Я мгновенно жалею об этих словах, но но сказанного уже не воротишь… Мать Адама занимает первое место в длинном списке тем, которые он не любит обсуждать. Я терпеливо жду, пока муж продолжает искать свой мобильный, хотя знаю: он никогда его не найдет. Адам прав, он действительно положил его в бардачок. Но сегодня утром, перед тем как уехать, я достала его и спрятала в доме. В эти выходные я планирую преподать своему мужу важный урок, и для этого ему не потребуется телефон.
Пятнадцать минут спустя мы снова в пути и, похоже, намечается прогресс.
Адам щурится в темноте, изучая распечатанные мной инструкции. Все, что написано на бумаге (если только это не книга или рукопись), а не на экране, кажется, сбивает его с толку.
– Тебе нужно повернуть направо на следующем перекрестке, – сообщает он увереннее, чем я ожидала.
Вскоре, чтобы разглядеть гористый снежный пейзаж впереди, нам приходится полагаться только на лунный свет. Уличных фонарей нет, а фары «Моррис Минор» едва освещают дорогу. Я замечаю, что у нас на исходе бензин, но уже почти час не вижу даже намека на место, где можно было бы заправиться. Метет безжалостно, и на многие мили вокруг не видно ничего, кроме темных очертаний гор и озер.
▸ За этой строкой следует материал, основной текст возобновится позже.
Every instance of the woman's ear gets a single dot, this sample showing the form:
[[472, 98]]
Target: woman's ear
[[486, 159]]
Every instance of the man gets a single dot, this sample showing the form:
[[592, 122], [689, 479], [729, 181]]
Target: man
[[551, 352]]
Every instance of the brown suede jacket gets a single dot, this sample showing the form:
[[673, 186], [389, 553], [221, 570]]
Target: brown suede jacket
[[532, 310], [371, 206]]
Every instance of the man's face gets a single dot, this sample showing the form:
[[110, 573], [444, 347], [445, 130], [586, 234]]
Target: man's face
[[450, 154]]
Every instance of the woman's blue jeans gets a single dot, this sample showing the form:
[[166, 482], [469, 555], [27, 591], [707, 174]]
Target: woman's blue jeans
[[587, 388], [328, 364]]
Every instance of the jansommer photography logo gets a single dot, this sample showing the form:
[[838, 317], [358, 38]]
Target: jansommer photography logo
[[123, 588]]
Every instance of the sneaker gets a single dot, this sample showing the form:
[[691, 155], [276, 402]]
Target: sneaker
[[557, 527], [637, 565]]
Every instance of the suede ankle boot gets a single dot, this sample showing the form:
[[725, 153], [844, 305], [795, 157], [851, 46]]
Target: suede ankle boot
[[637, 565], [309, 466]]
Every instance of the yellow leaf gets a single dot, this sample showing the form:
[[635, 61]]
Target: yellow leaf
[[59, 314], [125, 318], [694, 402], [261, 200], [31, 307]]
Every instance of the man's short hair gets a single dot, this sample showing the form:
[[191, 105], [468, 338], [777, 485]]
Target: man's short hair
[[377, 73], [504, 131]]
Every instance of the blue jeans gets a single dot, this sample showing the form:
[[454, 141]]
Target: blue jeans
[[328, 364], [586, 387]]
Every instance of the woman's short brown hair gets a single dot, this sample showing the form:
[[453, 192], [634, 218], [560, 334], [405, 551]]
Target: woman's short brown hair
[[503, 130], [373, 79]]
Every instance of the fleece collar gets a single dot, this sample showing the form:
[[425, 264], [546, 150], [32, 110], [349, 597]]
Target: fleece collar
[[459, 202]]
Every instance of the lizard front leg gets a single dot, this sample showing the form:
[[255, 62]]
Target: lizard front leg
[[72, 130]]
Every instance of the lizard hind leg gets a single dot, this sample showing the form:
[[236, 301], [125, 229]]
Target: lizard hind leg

Когда мы наконец обнаруживаем старый, наполовину занесенный указатель на Блэкуотер, облегчение в машине становится ощутимым. Адам читает последний набор инструкций тоном, граничащим с энтузиазмом:
– «Пересеките мост. Когда будете проезжать скамейку с видом на озеро, поверните направо. Дорога вильнет вправо и вниз, ведя в долину. Если увидите паб, значит, вы заехали слишком далеко и пропустили поворот к отелю».
– Позже неплохо было бы поужинать в пабе, – предлагаю я.
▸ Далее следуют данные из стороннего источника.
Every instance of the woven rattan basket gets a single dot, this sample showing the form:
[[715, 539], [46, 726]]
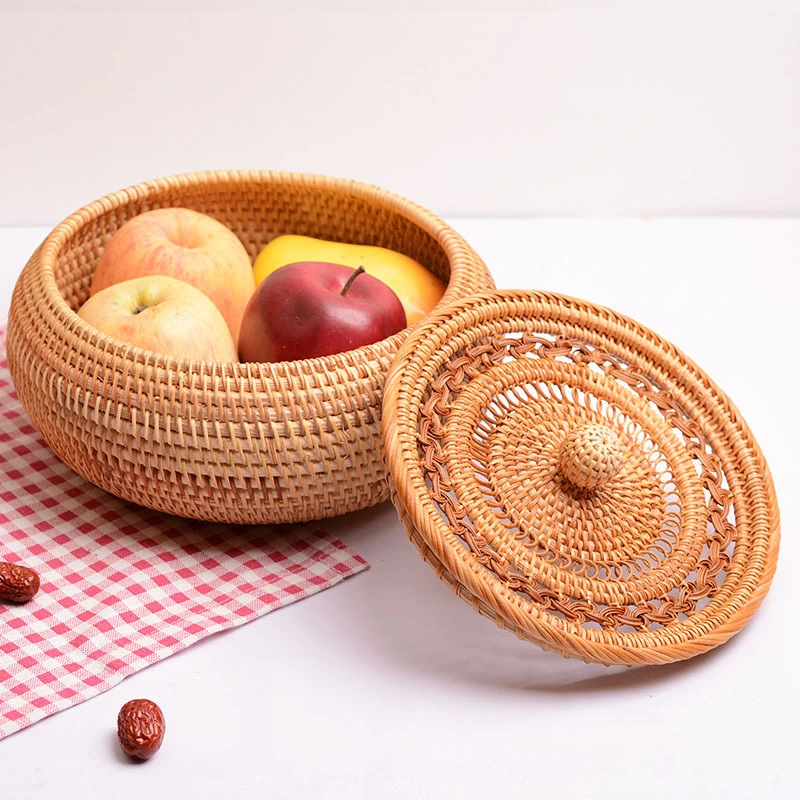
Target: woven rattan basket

Мы не издаем ни звука, когда вдали появляется «Блэкуотер Инн». Я сворачиваю, не доезжая до паба, тем не менее мы находимся достаточно близко от него, чтобы увидеть заколоченные окна. Призрачное строение выглядит так, будто давно заброшено.
Извилистая дорога, спускающаяся в долину, одновременно захватывающая и пугающая. Она выглядит так, словно ее высекли из горы вручную. Полоса, по одной стороне которой виден крутой спуск без единого аварийного барьера, недостаточно широка даже для нашей маленькой машины.
– Мне кажется, я что-то разглядел, – произносит Адам, наклоняясь ближе к ветровому стеклу и всматриваясь в темноту.
Мне видно только черное небо и белое одеяло, укрывшее все вокруг.
– Где?
– Там. Сразу за деревьями.
Я немного замедляюсь, поскольку он указывает в никуда. Но потом замечаю что-то похожее на большое светлое здание, одиноко стоящее вдалеке.
– Это всего лишь церковь, – говорит он упавшим голосом.
– Вот именно! – восклицаю я, читая старую деревянную вывеску впереди. – «Часовня Блэкуотер» – это то, что мы ищем. Мы на месте!
– Мы проделали весь этот путь, чтобы остановиться в… старой церкви?
– В перестроенной часовне. И, кстати, машину вели не мы, а только один из нас.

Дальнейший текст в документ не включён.